Il est possible de réaliser un double box avec un "EVP"

Lors des premières traversées avec ce fret, cette charge revenait effectivement à deux employés du Haras. Mais pour ce voyage avec moi, ce furent le propriétaire et son assistante qui embarquèrent avec les chevaux.

En effet, ayant entendu parler des excellentes conditions d’hébergement à bord, le "big-boss" pensa que constater cela par lui-même serait fort utile à son entreprise.
- D’autre part, il devint vite évident que l’employée et "assistante de direction", n’accompagnait pas son patron seulement pour s’occuper des chevaux. Elle sut également s’occuper aussi bien de certains d’entre nous. C’est une autre histoire, hors sujet ici...

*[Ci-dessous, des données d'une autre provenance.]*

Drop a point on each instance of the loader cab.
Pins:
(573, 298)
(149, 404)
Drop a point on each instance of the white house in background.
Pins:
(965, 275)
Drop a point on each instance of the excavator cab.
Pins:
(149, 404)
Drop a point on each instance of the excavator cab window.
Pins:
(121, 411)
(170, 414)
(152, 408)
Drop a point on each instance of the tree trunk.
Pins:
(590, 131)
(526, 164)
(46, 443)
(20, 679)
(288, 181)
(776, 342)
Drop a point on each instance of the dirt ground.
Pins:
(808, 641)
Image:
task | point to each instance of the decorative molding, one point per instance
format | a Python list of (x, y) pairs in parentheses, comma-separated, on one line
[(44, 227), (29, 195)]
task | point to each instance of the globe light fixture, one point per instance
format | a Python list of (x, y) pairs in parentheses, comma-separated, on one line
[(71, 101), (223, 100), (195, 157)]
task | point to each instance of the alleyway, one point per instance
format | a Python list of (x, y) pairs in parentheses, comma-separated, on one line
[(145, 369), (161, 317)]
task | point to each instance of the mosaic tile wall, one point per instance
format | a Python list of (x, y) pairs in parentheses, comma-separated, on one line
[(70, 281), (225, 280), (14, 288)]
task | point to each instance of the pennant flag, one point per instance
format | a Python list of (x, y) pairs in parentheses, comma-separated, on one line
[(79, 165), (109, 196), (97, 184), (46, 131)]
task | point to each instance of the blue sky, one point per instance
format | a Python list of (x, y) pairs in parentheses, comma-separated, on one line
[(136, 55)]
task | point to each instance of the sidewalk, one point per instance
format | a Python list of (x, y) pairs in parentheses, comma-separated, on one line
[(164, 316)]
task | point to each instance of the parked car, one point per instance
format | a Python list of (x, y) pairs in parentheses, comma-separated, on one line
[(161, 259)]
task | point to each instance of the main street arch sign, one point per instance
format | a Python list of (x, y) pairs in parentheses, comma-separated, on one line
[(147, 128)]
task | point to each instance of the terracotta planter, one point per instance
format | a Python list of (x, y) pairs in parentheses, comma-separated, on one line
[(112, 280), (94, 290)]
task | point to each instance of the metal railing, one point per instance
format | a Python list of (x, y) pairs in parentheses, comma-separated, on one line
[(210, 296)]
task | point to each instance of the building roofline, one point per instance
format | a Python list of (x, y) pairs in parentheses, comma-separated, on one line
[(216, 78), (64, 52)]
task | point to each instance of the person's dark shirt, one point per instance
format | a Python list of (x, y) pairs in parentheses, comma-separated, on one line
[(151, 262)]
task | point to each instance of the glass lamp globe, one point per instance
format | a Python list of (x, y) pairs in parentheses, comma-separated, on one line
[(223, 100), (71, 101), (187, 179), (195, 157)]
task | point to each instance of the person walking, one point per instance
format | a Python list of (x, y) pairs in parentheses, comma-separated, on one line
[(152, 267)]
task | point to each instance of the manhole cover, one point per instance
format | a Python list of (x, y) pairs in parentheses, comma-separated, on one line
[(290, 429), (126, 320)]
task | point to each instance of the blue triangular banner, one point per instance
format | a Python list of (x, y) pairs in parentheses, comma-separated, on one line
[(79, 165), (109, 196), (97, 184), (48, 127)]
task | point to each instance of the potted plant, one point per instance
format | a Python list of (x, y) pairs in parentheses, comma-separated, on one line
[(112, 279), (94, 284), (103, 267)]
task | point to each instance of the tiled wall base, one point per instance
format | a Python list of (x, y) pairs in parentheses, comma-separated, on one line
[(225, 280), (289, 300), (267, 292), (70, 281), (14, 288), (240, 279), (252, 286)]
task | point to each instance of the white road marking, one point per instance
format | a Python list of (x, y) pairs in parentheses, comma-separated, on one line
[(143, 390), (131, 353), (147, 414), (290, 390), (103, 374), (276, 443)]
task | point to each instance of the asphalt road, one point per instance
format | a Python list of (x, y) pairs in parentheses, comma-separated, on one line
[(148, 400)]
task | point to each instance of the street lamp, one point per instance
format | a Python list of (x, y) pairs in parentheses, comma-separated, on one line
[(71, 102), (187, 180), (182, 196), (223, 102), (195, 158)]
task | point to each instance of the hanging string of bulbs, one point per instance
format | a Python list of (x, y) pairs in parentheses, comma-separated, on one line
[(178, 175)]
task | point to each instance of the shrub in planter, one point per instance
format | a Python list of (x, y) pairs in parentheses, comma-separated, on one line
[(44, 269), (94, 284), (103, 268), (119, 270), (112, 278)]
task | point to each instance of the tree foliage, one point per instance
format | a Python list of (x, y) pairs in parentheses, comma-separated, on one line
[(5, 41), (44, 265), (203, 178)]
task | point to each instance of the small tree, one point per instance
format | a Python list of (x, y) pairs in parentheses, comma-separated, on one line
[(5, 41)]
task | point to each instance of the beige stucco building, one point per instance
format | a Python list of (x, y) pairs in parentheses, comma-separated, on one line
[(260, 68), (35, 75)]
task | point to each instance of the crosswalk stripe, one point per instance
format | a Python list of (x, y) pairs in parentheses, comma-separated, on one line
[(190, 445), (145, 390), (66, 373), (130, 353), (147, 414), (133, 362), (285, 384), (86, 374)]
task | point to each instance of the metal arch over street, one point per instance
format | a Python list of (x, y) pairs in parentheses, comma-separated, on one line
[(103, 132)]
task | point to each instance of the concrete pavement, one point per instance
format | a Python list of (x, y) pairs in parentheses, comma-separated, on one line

Ce couple de bons vivants très sympathiques sut vite comprendre le grand intérêt de voyager en cargo, longtemps avant que cela devienne à la mode. D’autre part, ils surent nous apporter une trop rare animation à bord.
- C’est donc avec de grands regrets mutuels qu’ils prirent l’avion à Abidjan pour revenir en France.

Le Saint Luc en 1980
Bordeaux Les Quinconces

Une vie de chat...

Chat !! Aucun greffier ne s’occupera de l’équipement ci-après montré :

Station radio aux normes "GMDSS" du CMA CGM Nabucco

Peu après leur débarquement, nous fûmes chargés d’un conteneur de vingt pieds portant les meubles d’un couple d’ingénieurs du secteur pétrolier qui déménageait de Lagos vers Pointe Noire. Eux prennaient l’avion, mais ils nous confièrent leur chat, tandis qu’une autre personnalité locale d’Elf fit le même jour embarquer son chien vers Port-Gentil pour les mêmes raisons.
- Après le débarquement des chevaux, c’était un tout autre style de passager, beaucoup plus léger.

Situer et Observer Pointe Noire et le Congo Brazzaville

Ils ne seraient évidemment pas plus logés que les chevaux en cellules à conteneurs. Un débat animé permit de décider chez qui à bord, ces deux voyageurs seraient accueillis.
- "Doc" le chien déclencha un conflit délicat car tout le monde à bord (ou presque) le voulait, tandis que "Fritz" le chat fut plus facile à placer. Il fut décidé qu’il irait chez moi, car personne d’autre à bord ne s’intéressait aux chats de gouttières. Elevé avec des chats, je fus tout naturellement désigné pour le recevoir.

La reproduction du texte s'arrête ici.